# Workflow

1. Download the data dump (a pair of files pair language)
2. Process the data dump to a structured format
3. Download pageviews data
4. Process pageviews data to a structured format per language
5. Merge pageviews and wiki data
6. Filter to articles we want to keep for embedding
    - Use the pageviews data as a proxy for importance/relevance
7. Embed the articles
8. Store the embeddings


### 1 Downloading the data dumps
Example pair of files for Icelandic wikipedia:
    - iswiki-20240901-pages-articles-multistream.xml.bz2
        - Contains the actual wiki articles
    - iswiki-20240901-pages-articles-multistream-index.txt.bz2
        - Contains the offsets of the articles in the xml file.

### 2 Process the data dump to a structured format
This is done in the script `src/wikipedia/multiprocess_large_wiki_dump.py`

We opt for a duckdb database file per language as the output of this step. 

A simple .parquet file for a pandas dataframe could be used for small languages, but the larger languages would simply not fit into memory.

### 3 Download pageviews data
Basically, we get some sort of simple time series data per month. 

 - Each pageviews dump file contains data for a single month.
 - Each pageviews dump file has the data for all the languages.
 - Each page appears multiple times in the file (once per day I think)

### 4 Process pageviews data to a structured format
This is done in the script `src/wikipedia/process_pageviews.py`
2 things done here:
 - Extract the data for the languages we want to keep
 - Aggregate the data to a monthly level instead of daily

### 5 & 6 Merge pageviews and wiki data and do filtering
This is done with a notebook. 

E.g. 
`notebooks/wikipedia_embeddings_clean/05_english_final_filtering.ipynb`


### 7 & 8 Embed the articles and store the embeddings
This is done with a notebook.

E.g. 
`notebooks/wikipedia_embeddings_clean/07_english_embed.ipynb`




---

# Offical data dumps

Wikipedia has an official data dump site: https://dumps.wikimedia.org/

A mirror site for e.g. the latest septemper data dump for the Icelandic wikipedia is:  
https://mirror.accum.se/mirror/wikimedia.org/dumps/iswiki/20240901/

Look for the file: 	
- basic data dump: iswiki-20240901-pages-articles.xml.bz2 
- with metadata: iswiki-20240901-pages-meta-current.xml.bz2
- with multistream: 
    - iswiki-20240901-pages-articles-multistream.xml.bz2
    - iswiki-20240901-pages-articles-multistream-index.txt.bz2

**PageViews data**
 - https://dumps.wikimedia.org/other/pageview_complete/readme.html
 - https://dumps.wikimedia.org/other/pageviews/
    - some doc: https://meta.wikimedia.org/wiki/Research:Page_view
 - Also pageviews complete:
    https://dumps.wikimedia.org/other/pageview_complete/2024/2024-09/


## Previous work by others

 - https://upstash.com/blog/indexing-wikipedia   
    - References:
    - https://github.com/earwig/mwparserfromhell
    - https://huggingface.co/datasets/wikimedia/wikipedia/blob/script/wikipedia.py


---

# Pageviews as a proxy for importance

After looking into ways to estimate the importance of wikipedia pages, it seems that pageviews is the best proxy for importance.  

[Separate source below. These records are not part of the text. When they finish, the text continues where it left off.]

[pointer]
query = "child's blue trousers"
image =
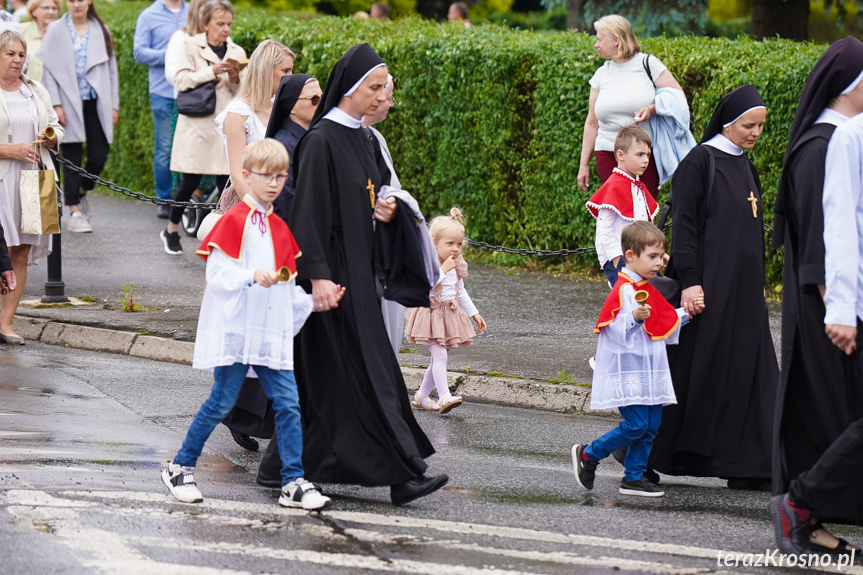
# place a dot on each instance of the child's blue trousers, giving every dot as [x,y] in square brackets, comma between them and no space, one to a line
[280,386]
[637,431]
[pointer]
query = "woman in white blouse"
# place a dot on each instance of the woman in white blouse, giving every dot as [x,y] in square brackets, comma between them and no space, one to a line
[621,93]
[245,119]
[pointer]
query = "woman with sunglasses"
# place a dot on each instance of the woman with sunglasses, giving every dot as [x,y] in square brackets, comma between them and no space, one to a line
[296,101]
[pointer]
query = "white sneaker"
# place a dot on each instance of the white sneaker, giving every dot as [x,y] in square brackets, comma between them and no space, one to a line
[84,206]
[302,493]
[78,223]
[180,481]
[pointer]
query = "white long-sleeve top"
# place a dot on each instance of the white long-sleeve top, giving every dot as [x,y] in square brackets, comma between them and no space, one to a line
[632,368]
[448,292]
[843,224]
[610,224]
[243,322]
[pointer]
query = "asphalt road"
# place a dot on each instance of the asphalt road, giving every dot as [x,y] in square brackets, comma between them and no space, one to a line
[82,437]
[538,325]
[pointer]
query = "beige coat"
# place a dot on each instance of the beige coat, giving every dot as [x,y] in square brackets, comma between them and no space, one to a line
[198,148]
[46,117]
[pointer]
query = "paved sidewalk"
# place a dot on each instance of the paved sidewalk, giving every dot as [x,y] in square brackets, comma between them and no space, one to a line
[539,325]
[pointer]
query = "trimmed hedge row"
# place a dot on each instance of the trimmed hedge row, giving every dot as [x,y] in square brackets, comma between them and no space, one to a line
[491,118]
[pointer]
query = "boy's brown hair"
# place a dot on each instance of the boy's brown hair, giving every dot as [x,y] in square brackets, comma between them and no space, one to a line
[267,155]
[640,235]
[630,135]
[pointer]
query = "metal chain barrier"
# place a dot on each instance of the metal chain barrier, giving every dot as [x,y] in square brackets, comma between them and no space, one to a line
[129,193]
[481,245]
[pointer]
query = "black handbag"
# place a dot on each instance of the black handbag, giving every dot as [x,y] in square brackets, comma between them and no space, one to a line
[198,102]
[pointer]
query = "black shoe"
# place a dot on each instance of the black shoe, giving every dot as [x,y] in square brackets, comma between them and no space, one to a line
[245,441]
[750,484]
[652,476]
[407,491]
[171,242]
[641,487]
[791,526]
[585,470]
[270,469]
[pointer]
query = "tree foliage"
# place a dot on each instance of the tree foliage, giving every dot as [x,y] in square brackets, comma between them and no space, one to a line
[491,118]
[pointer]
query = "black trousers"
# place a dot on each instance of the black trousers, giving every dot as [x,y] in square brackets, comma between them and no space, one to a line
[838,468]
[186,188]
[97,155]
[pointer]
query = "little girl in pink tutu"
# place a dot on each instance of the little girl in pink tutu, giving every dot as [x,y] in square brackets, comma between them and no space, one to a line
[444,325]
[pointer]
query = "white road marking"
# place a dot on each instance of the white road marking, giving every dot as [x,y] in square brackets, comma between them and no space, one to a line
[26,504]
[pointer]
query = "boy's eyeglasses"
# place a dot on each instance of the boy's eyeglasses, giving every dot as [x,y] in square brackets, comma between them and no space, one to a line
[315,100]
[279,178]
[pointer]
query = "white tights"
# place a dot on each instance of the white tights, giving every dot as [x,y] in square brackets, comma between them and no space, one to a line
[436,373]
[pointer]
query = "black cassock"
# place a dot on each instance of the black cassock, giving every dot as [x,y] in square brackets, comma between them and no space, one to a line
[358,426]
[724,370]
[817,398]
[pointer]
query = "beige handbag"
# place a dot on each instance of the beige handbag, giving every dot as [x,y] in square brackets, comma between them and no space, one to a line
[40,208]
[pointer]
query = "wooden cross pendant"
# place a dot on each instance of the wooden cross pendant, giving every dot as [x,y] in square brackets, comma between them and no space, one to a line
[371,189]
[754,201]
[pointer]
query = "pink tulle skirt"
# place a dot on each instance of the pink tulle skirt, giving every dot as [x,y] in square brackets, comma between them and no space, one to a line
[443,324]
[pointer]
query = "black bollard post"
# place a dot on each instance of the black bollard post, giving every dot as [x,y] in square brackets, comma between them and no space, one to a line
[55,289]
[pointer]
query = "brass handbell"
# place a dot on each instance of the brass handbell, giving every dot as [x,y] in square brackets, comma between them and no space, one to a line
[284,275]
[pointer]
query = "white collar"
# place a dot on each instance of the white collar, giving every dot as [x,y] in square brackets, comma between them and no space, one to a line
[624,174]
[632,275]
[339,116]
[258,206]
[831,116]
[723,144]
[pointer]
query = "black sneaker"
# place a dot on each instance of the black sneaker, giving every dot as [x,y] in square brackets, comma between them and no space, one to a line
[791,526]
[641,487]
[585,470]
[172,243]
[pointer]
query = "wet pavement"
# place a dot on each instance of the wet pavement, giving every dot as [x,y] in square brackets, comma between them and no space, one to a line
[538,324]
[83,434]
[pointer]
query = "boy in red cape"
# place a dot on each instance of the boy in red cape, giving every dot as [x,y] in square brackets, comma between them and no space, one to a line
[251,310]
[632,374]
[622,199]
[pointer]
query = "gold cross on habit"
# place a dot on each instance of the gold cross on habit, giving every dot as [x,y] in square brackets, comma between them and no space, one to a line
[371,189]
[754,201]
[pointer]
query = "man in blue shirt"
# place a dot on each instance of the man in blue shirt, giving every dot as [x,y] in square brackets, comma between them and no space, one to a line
[154,29]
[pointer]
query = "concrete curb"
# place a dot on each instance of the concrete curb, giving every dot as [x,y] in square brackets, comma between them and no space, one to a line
[477,387]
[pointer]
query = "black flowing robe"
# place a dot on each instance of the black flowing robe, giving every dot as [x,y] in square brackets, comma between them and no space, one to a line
[724,370]
[358,426]
[817,397]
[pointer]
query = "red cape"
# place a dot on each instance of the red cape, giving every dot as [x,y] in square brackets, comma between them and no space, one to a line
[229,235]
[616,194]
[663,320]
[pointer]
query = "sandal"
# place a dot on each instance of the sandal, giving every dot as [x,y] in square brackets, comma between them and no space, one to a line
[842,548]
[11,339]
[424,403]
[449,402]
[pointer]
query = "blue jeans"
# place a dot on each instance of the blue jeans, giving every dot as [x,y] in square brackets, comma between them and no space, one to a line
[163,109]
[611,271]
[637,430]
[280,386]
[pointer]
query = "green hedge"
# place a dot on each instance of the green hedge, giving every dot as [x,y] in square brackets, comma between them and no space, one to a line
[491,118]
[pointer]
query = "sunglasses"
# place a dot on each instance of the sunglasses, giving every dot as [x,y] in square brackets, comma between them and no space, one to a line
[315,100]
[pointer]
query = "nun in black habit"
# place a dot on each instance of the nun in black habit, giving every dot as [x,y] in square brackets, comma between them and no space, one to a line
[817,398]
[358,426]
[724,371]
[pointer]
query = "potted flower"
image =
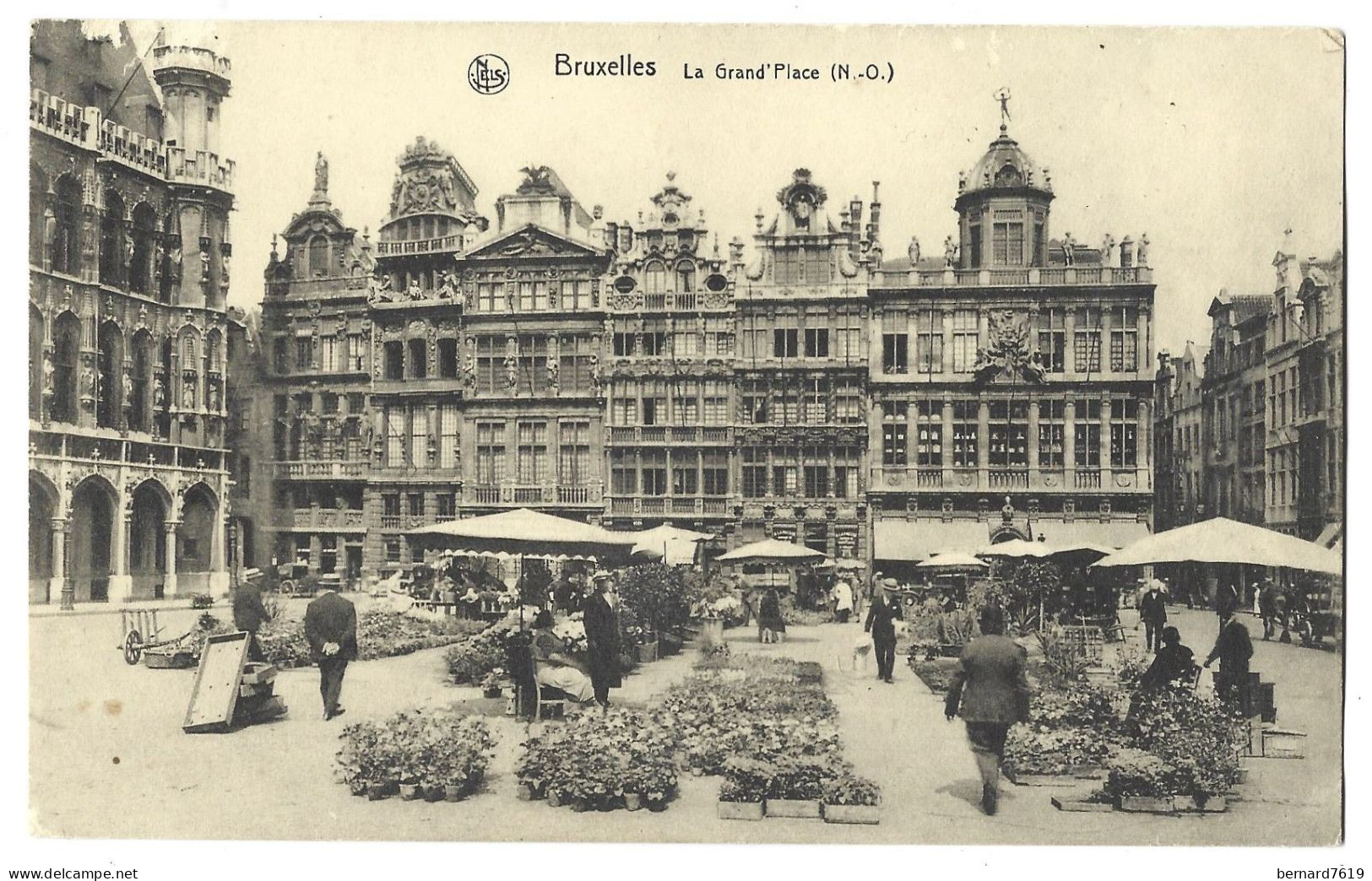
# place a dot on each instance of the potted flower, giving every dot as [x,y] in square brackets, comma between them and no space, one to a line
[851,799]
[739,800]
[493,684]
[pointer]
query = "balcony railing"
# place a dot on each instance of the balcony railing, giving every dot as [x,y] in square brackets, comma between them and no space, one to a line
[1007,479]
[1031,276]
[322,469]
[1088,479]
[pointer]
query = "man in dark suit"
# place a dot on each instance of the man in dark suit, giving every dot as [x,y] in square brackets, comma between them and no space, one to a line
[248,615]
[881,624]
[601,622]
[991,692]
[331,629]
[1233,649]
[1152,613]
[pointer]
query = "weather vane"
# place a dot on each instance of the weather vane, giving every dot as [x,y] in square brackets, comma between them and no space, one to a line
[1003,96]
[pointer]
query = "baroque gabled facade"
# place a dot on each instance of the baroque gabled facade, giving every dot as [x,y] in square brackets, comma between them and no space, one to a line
[129,265]
[1010,397]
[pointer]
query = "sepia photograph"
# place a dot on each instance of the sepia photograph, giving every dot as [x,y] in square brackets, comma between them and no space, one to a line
[715,434]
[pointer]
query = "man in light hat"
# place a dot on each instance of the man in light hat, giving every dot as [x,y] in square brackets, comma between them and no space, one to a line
[881,624]
[601,622]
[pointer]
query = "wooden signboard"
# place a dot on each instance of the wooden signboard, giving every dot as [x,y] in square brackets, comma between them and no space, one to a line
[217,681]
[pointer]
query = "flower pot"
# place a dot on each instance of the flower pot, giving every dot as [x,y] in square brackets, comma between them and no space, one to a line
[1147,804]
[794,808]
[740,810]
[854,814]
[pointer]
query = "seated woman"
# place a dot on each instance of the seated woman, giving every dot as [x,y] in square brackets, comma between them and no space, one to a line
[1174,664]
[555,668]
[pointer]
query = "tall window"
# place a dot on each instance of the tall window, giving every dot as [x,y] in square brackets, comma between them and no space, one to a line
[653,473]
[785,342]
[1051,433]
[1009,434]
[1124,433]
[816,342]
[1053,339]
[623,473]
[490,453]
[1124,339]
[574,453]
[965,424]
[893,433]
[531,453]
[929,434]
[965,335]
[1007,245]
[1087,431]
[849,401]
[447,429]
[753,471]
[685,473]
[395,436]
[66,241]
[419,435]
[715,473]
[1086,342]
[929,342]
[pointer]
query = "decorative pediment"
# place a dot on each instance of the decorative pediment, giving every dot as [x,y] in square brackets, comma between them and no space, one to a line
[531,241]
[1009,357]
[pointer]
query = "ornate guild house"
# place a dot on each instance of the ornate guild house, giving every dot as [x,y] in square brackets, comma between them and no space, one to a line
[129,338]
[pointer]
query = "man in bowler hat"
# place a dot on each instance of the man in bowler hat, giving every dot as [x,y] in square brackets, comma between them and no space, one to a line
[331,630]
[601,620]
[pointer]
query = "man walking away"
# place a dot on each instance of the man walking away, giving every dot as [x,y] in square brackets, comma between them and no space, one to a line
[1233,648]
[601,622]
[248,615]
[1152,611]
[331,630]
[843,602]
[881,624]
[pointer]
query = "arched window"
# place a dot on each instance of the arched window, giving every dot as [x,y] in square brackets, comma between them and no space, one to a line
[140,268]
[111,241]
[66,355]
[318,257]
[35,363]
[654,278]
[66,241]
[110,386]
[37,208]
[685,278]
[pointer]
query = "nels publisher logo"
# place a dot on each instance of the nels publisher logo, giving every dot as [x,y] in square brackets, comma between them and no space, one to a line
[489,74]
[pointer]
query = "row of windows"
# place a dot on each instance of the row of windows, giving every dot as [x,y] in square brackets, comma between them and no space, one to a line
[1006,434]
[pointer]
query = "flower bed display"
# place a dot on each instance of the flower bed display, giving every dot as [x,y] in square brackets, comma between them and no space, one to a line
[432,752]
[601,762]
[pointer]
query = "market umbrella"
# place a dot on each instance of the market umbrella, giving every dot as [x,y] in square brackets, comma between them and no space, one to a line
[772,550]
[1222,539]
[1016,548]
[952,560]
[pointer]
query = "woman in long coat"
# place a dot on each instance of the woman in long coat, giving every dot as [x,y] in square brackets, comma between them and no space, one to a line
[990,690]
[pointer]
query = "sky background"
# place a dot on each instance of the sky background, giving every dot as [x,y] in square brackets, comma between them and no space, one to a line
[1212,142]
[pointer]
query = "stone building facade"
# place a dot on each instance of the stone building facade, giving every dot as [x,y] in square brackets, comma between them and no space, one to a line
[634,374]
[129,265]
[1010,389]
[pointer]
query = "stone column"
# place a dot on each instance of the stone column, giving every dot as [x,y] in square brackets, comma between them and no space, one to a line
[169,587]
[57,582]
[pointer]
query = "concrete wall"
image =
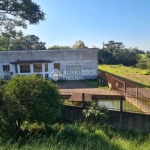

Getting the pageviews data is not as straightforward as I thought it would be.  
However, after much digging I found two main ways to get the data. 
 - Data dumps:
    - https://dumps.wikimedia.org/other/pageview_complete/
        - Need to use the monthly files, and preferably at least a year into the past...
 - API:
    - https://wikimedia.org/api/rest_v1/#/Pageviews_data/get_metrics_pageviews
    - https://doc.wikimedia.org/generated-data-platform/aqs/analytics-api/documentation/getting-started.html

The downside of the pageviews in general is that it favors older pages.  
We may want to do something like x amount of pageviews total for the last year or two + new pages (if we can get that data).
Or last edited date. 

API is probably straight forward, can specify range (e.g. 2 years), so no manual work to combine monthly files.  
However for millions of pages this will still take a lot of time, and we need ways to rate limit.  

To get started quickly, the data dump is much faster for me.